Vaccines are arriving, being distributed. It will help eventually.
Right now it feels like too little, to late.
The T* Administration is holding up the distribution of the Pfizer vaccine. Millions of doses sit in warehouses.
Unhappy Mail
I received a letter today I have every reason to believe to be unpleasant. The writing of this letter was triggered by one I had sent. In response to my letter, the writer quickly wrote his response and mailed it out the same day he'd received my letter. I shook my head at this since writing my own letter took a few weeks of effort.
The letter, the response composed within a few hours, perhaps minutes, after reading mine, sits unopened on our dining room table while I decide it's fate.
The same day it arrived the writer of this letter found a place to live to go with the job he does onboarding for this Wednesday. Oddly enough, my letter suggested both of these actions as a way to salvage a friendship.
The friendship is gone. I've been seen as taking sides and I'm sure am lumped into the category of "worthless friends" he was recently complaining about.
I have begun to believe that nearly all straight, white, cisgendered men are one breakup away from becoming outright abusers.
I'm pretty sad about it.
COVID Close
This morning I found out a friend has COVID. A good friend I've had a relationship with for close to 30 years! A friend who is at high risk for Long COVID fallout, who has a yet to be fully understood heart condition.
A friend who was by for a visit 20 days ago. She's roughly 10 days into it and the most likely contact point was from someone who'd isolated, tested negative, and came down from Seattle to visit after she had seen me. She's very mildly affected, in large part because she's been so diligent about isolating and wearing a mask.
It was a driveway visit and I wore my respirator/mask combo, but it is still the closest exposure I know about. It rather upset my apple cart, as CK says. That's on top of a truly lousy trauma body freakout the night before.
This led to me not being as prepared as I like to be for my Saturday Yoga of Freedom class. I wanted to talk more in depth about Larry Ward, but I just didn't have it in me.
So I talked about all this and less about Larry Ward's work. I still included it and I focused the physical practice on how to care for knees, since a friend who comes regularly has been having a lot of knee pain all week. It was a small group of students, so it worked. We all felt the support of community.
This all helped me, although I've felt significantly tired all day long. We're going to press hard tomorrow to get several things prepared for me to mail on Monday. I'm very aware of how late it is and how much I want to do tomorrow!
Body Freakout
It happened. It was only a matter of time. Someone peed on the new sofa.
Dora is getting a little incontinent as she ages and this shows up when she either gets so relaxed that she just releases or she licks too much when she's needing to go. Anyway, she was snuggled up against me while I played on our Switch. When she got up to investigate what CK was doing in the kitchen I was suddenly very cold!
Upon inspection there was urine on the sofa and along my side! We dealt with it quickly, but as I came to realize how much urine was on me I began to feel really anxious.
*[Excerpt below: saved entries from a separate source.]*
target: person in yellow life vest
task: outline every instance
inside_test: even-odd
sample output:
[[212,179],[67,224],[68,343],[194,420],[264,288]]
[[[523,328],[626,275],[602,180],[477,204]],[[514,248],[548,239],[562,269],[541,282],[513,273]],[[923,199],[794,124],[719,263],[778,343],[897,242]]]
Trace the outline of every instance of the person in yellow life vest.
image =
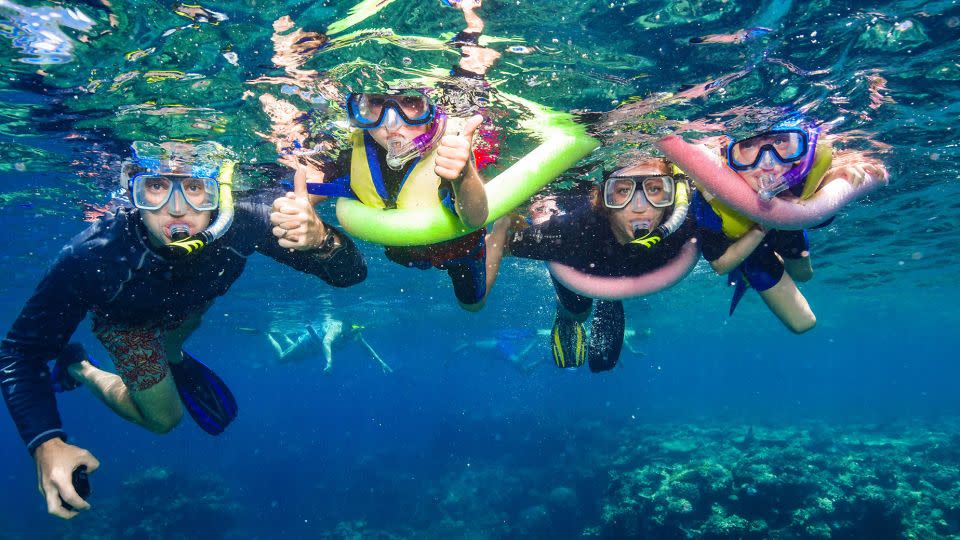
[[[357,128],[351,149],[325,164],[323,184],[311,193],[355,197],[373,208],[416,209],[443,205],[470,228],[487,220],[484,180],[473,159],[473,135],[483,122],[448,118],[425,89],[347,96],[347,116]],[[446,270],[464,309],[486,298],[485,229],[426,246],[388,246],[391,261],[411,268]]]
[[[820,130],[802,114],[794,114],[769,131],[728,143],[724,158],[758,197],[806,200],[828,182],[844,178],[856,185],[886,169],[861,156],[840,166],[829,143],[820,141]],[[817,318],[797,287],[813,277],[810,242],[806,230],[768,230],[736,209],[699,189],[693,210],[697,240],[703,256],[718,274],[727,274],[735,286],[730,314],[750,287],[757,290],[770,311],[790,331],[801,334]],[[814,228],[830,224],[833,218]]]

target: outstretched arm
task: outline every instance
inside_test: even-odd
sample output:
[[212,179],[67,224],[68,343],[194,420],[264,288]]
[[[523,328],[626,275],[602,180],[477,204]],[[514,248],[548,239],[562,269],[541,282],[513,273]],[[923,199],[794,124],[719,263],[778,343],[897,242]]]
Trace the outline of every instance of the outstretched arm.
[[747,234],[730,244],[727,250],[723,252],[723,255],[710,261],[710,266],[713,267],[713,271],[720,275],[732,272],[757,249],[757,246],[763,242],[766,235],[767,231],[763,226],[759,224],[754,225],[753,228],[747,231]]
[[[869,157],[863,152],[846,150],[834,154],[833,164],[823,175],[820,186],[825,186],[839,179],[850,182],[854,187],[859,187],[868,180],[886,184],[890,180],[890,174],[882,161]],[[813,196],[816,197],[816,194]]]
[[[257,217],[249,234],[264,237],[257,250],[301,272],[316,275],[334,287],[349,287],[367,277],[363,254],[344,233],[320,220],[307,196],[306,171],[294,177],[294,192],[273,207],[238,204]],[[272,212],[271,212],[272,210]],[[265,227],[258,231],[259,227]]]
[[0,344],[3,398],[20,437],[36,459],[47,511],[64,519],[77,512],[67,510],[61,498],[76,510],[90,508],[73,488],[73,470],[86,465],[87,471],[93,472],[100,465],[87,450],[65,442],[47,368],[47,361],[60,354],[86,315],[90,295],[82,284],[85,276],[96,275],[83,268],[68,249],[37,286]]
Buy the time I got into the shower it felt like the area that was affected was so gross. I felt shaky and it seemed like I couldn't get the affected skin to warm up or feel clean. I was flooded with the maelstrom energy from the therapy session.
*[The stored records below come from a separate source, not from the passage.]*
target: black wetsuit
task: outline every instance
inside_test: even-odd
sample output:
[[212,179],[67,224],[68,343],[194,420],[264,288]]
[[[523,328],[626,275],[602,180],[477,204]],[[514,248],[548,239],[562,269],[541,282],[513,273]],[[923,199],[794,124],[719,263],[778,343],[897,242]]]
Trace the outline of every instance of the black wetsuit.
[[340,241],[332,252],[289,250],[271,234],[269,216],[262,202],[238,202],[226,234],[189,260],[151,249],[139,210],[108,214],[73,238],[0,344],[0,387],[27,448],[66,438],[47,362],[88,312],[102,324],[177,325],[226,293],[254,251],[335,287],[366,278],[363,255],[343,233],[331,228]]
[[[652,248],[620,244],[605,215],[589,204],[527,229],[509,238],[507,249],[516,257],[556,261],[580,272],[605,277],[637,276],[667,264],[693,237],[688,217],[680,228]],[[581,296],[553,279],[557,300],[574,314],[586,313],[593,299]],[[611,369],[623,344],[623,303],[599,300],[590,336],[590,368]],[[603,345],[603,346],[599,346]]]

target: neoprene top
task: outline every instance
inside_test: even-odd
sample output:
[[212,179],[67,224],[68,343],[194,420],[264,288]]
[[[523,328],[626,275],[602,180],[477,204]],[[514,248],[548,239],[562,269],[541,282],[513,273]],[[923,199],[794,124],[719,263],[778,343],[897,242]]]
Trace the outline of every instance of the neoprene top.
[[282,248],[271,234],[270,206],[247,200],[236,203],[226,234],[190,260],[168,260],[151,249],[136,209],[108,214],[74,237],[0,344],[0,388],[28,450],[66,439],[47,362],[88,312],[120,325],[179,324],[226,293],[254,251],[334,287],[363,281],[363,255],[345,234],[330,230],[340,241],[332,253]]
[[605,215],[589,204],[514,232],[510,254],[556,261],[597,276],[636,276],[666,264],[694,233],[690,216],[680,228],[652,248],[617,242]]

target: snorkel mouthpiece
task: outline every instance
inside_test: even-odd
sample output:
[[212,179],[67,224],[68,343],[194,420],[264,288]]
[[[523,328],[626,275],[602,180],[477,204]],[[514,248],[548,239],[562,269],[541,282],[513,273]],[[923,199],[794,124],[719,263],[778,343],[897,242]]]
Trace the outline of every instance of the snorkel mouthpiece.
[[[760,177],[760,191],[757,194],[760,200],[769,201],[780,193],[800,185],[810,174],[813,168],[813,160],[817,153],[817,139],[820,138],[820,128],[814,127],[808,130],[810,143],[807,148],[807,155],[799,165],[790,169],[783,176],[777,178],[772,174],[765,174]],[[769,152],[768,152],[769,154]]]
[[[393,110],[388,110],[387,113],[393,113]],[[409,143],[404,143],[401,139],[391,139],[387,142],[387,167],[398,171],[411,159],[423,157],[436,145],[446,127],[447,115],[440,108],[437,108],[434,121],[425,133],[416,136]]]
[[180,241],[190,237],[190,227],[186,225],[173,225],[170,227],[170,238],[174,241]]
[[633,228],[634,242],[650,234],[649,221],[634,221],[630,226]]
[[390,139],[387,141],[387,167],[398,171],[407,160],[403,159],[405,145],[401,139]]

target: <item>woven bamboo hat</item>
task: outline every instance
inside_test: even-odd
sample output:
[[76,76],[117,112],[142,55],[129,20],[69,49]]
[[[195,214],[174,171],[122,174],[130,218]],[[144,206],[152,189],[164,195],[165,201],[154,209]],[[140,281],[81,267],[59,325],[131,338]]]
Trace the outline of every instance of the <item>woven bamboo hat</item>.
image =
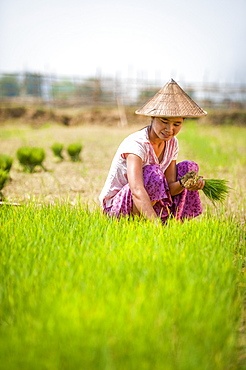
[[173,79],[135,113],[151,117],[183,118],[207,115],[207,112],[200,108]]

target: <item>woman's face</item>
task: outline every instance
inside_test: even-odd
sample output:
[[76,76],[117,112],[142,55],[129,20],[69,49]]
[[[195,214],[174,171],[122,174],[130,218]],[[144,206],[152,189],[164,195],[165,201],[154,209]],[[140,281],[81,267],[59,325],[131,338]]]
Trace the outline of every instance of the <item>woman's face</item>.
[[151,125],[152,138],[169,141],[181,130],[182,117],[154,117]]

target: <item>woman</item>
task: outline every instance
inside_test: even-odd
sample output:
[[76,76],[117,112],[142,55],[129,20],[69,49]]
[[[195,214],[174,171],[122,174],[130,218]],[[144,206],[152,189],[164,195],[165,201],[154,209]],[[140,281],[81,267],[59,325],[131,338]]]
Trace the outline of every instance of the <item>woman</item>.
[[103,210],[110,216],[143,215],[164,223],[202,213],[198,190],[204,181],[185,188],[180,181],[189,171],[198,172],[195,162],[176,164],[176,135],[187,117],[201,117],[201,109],[174,81],[168,82],[136,111],[151,117],[151,124],[129,135],[119,146],[100,194]]

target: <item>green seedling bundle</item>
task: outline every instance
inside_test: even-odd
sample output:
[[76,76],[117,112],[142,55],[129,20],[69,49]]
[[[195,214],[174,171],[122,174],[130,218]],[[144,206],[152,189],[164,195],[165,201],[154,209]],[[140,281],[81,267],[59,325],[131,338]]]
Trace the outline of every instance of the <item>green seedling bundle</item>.
[[0,168],[0,191],[3,189],[5,183],[9,178],[9,174],[7,171],[4,171]]
[[6,154],[0,154],[0,169],[9,172],[13,164],[13,158]]
[[17,158],[23,166],[24,171],[34,172],[36,166],[43,167],[45,151],[43,148],[21,147],[17,150]]
[[[13,158],[0,154],[0,191],[3,189],[9,179],[9,172],[13,164]],[[1,194],[0,194],[1,195]]]
[[64,145],[62,143],[58,143],[58,142],[55,142],[51,147],[51,150],[52,150],[53,154],[55,155],[55,157],[57,157],[60,160],[63,159],[63,155],[62,155],[63,147],[64,147]]
[[80,153],[83,149],[83,145],[80,143],[72,143],[67,147],[67,152],[71,158],[71,161],[78,162],[80,161]]

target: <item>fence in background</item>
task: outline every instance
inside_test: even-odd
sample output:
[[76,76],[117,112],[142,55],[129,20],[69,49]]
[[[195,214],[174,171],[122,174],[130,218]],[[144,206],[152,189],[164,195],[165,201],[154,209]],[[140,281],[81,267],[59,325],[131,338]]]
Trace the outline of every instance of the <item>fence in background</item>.
[[[246,108],[245,84],[187,83],[180,86],[204,108]],[[0,73],[0,102],[49,106],[137,106],[164,83],[144,78],[62,77]]]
When I got out i explained to CK what I was experiencing. She asked what would help then went to turn on the kettle and brought be back fleece to put on. After some ginger tea and digestive biscuits I'm starting to feel like I can make art.
What a perfectly miserable way to end the week. I'm staying focused on how supportive CK was, how I articulated what was happening, asked how grateful I am she turned up the thermostat for the water heater! I'm also grateful for the long cat and all his shenanigans.